A noter que l’amorce de cette évolution vers le dématérialisé et l’ebook se traduit déjà par l’apparition d’une filière de piratage. Certes encore timide, mais proportionnelle à la place encore réduite que tient le livre électronique dans notre société. Une tendance qui pourrait bien s’amplifier en raison d’une massification des acteurs en présence. Car en éliminant, par suppression des réseaux de libraires de quartier, les petites maisons d’édition, le business du livre risque de succomber à la tentation du formatage, de la production adaptée au marché… et donc à la paupérisation du contenu. Tout comme dans le monde de la variété, la chute de la valeur intrinsèque artistique et culturelle des productions, donc sa dépréciation aux yeux des consommateurs, pourrait bien accélérer son foisonnement sur les réseaux P2P ou les sites de Direct Download. Et selon cette même logique, il y sera plus facile de retrouver du Desforges que du Pennac, des collections de l’Equipe que le dernier Onfray.
Tous les ingrédients sont déjà réunis pour que se mijote une Hadopi 3 ou 4 prenant comme prétexte cette fois le piratage des livres, ce qui pourrait être une occasion supplémentaire pour renforcer les dispositifs de surveillance IP sur des points que le législateur aurait, par mégarde, oublié. L’on parlera alors d’œuvres littéraires en péril, du sabordage du Patrimoine de la Pensée Moderne par des pirates irresponsables, et l’on fera témoigner le dernier Goncourt ou un postulant du Femina qui voudra bien clamer sa misère et la perte de son âme dans le maelstrom du réseau de réseaux.
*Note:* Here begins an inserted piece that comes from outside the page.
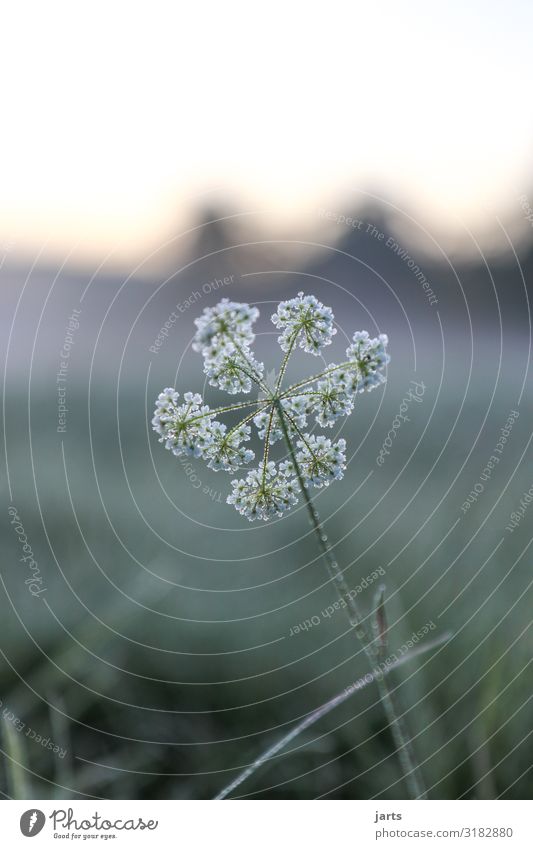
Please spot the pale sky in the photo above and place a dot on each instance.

L’autre écueil que devra éviter la nouvelle industrie du livre, c’est l’usage irréfléchi des outils de limitation d’usage, autrement dit les DRM (dispositifs anti-copie). Si l’industrie succombe à cette tentation sécuritaire, ce pourrait bien être la dernière balle qu’elle se tirera dans le pied avant son formatage par quelque grand groupe américain supportant des syndicats d’auteurs payés à la commande. Car, en tentant d’interdire l’échange et la copie d’ouvrages mêmes commerciaux, les boutiquiers de l’édition rendront illégal ce qui fait le plaisir de lire : découvrir un auteur et partager la passion qu’il peut susciter, transmettre ce bloc d’encre et de papier à un membre de sa famille, à un ami, à un proche, en lui disant « tiens, celui-là te plaira ». Le livre est avant tout un outil de communication. Non pas seulement entre son auteur et le lecteur, mais entre lecteurs dans une communauté d’esprit. C’est précisément de cette évangélisation par les amoureux des lettres que se constitue la chose la plus précieuse qui soit pour un éditeur : le lectorat. Une idée incompatible avec toute notion de sécurité informatique.
Tout comme sur le créneau des logiciels et des systèmes d’exploitation, les partisans du « Libre » ont leur rôle à jouer. Rôle d’autant plus important que déjà, quelques institutions ont ouvert la voie. Le projet Gutemberg notamment, les centaines de sites diffusant des ebook gratuits, la Bibliothèque Nationale aussi, sans oublier les auteurs qui placent leurs œuvres en Creative Commons. Contrairement au secteur du logiciel libre, qui a dû se constituer un catalogue au prix d’efforts considérables, l’édition du livre libre possède déjà un formidable thésaurus vieux de quelques millénaires et riche de milliards d’écrits. D’un point de vue technique, rien ne devrait à terme distinguer un ebook gratuit de son équivalent commercial… si ce n’est le fait que ce dernier sera ipso facto une œuvre contemporaine.